Ces récits présentent tous deux une fin « heureuse » (puisque l’amour triomphe) et apparemment bien acceptée par les personnages qui entourent les héros. Oscar n’apparaissant plus dans « Mes deux papas », on peut donc supposer que l’homoparentalité d’Enzo et de Tom ne constitue plus une source d’interrogation pour les camarades de Lilou. L’explication donnée par les parents, fondée sur l’amour (du couple et filial), suffit à éclairer ce schéma familial encore rare. Dans « La princesse qui n’aimait pas les princes », la seule réaction suite au choix de la princesse est le fait de son père : « Le roi, très étonné, en fit tomber son sceptre. Mais on dit qu’on vit sourire le portrait de tante Zoé » (p. 36). Le récit n’en dira pas plus. Le roi recouvre-t-il de sa surprise ? Tante Zoé dans son cadre avait-elle tout compris depuis le début ? Force est de constater que dans les deux récits l’entourage direct des héros semble acquis à la cause : si certains personnages s’interrogent (pourquoi deux papas ? pourquoi aucun prince ne reçoit les faveurs de la princesse ?), ils semblent satisfaits de l’éclairage donné. Leur absence dans la suite du récit, et donc leur absence d’interrogation plus intrusive, encourage une lecture qui corrobore cette interprétation.

Des albums qui disent l’homoparentalité explicitement

La situation est autre dans les deux albums où l’homosexualité et l’homoparentalité sont explicitement nommées. « Les papas de Violette » (2017) et « Le jour où papa s’est remarié » (2017) se déroulent dans un univers vraisemblable, avec des protagonistes humains. Seul point commun apparent avec « Mes deux papas », l’orientation sexuelle (des pères) est questionnée dans le contexte scolaire, lorsque la fille ou le fils sont confrontés au regard de leurs camarades. Mais ici, l’incompréhension se déploie dans un contexte fait d’adversité et de jugement.

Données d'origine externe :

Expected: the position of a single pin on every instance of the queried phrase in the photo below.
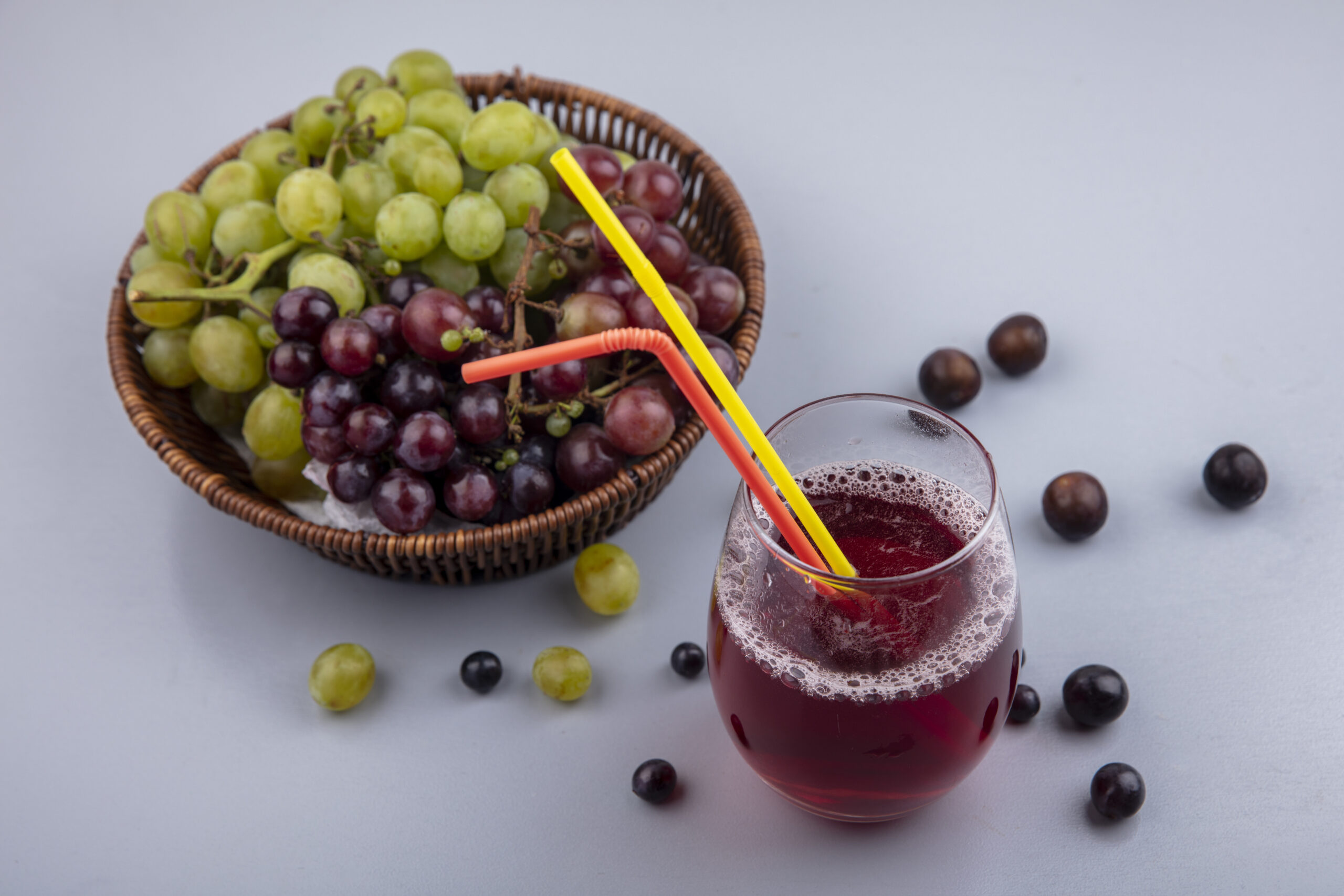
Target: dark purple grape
(293, 364)
(487, 307)
(719, 296)
(404, 501)
(471, 492)
(601, 166)
(412, 386)
(561, 382)
(386, 323)
(303, 313)
(425, 442)
(529, 487)
(401, 288)
(324, 442)
(350, 345)
(370, 429)
(330, 398)
(479, 414)
(351, 479)
(655, 187)
(586, 458)
(637, 222)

Dans cet album, le récit pose dès l’incipit une situation de rejet : « A l’école, j’ai zéro copine. Un jour, Cécile m’a dit que c’est parce que je suis trop bizarre ». Violette a deux papas, donc, et c’est la cause de sa solitude. Les moqueries de ses camarades, Violette les met en regard du dévouement, de la tendresse et de l’amour de ses pères : ces derniers ressortent gagnants. Un regret cependant, ressenti par l’héroïne : les pères de Violette ne se montrent jamais en public ensemble. Le récit trouve son dénouement lorsque la fameuse Cécile est en pleurs suite au départ du domicile familial de son propre père, elle devient amie avec Violette. Dans cet album, les pères homosexuels sont comparés aux autres pères. A ceux des contes, tout d’abord, lorsque Violette fait le procès du père du Petit Poucet, qui abandonne ses enfants dans la forêt, de Peau-d’Âne, qui veut épouser sa fille et de Cendrillon, qui en se remariant fait de sa fille une belle-fille martyre. Aux pères du récit ensuite, où on imagine que pour Cécile, avoir deux pères est soudainement moins grave que n’en avoir aucun.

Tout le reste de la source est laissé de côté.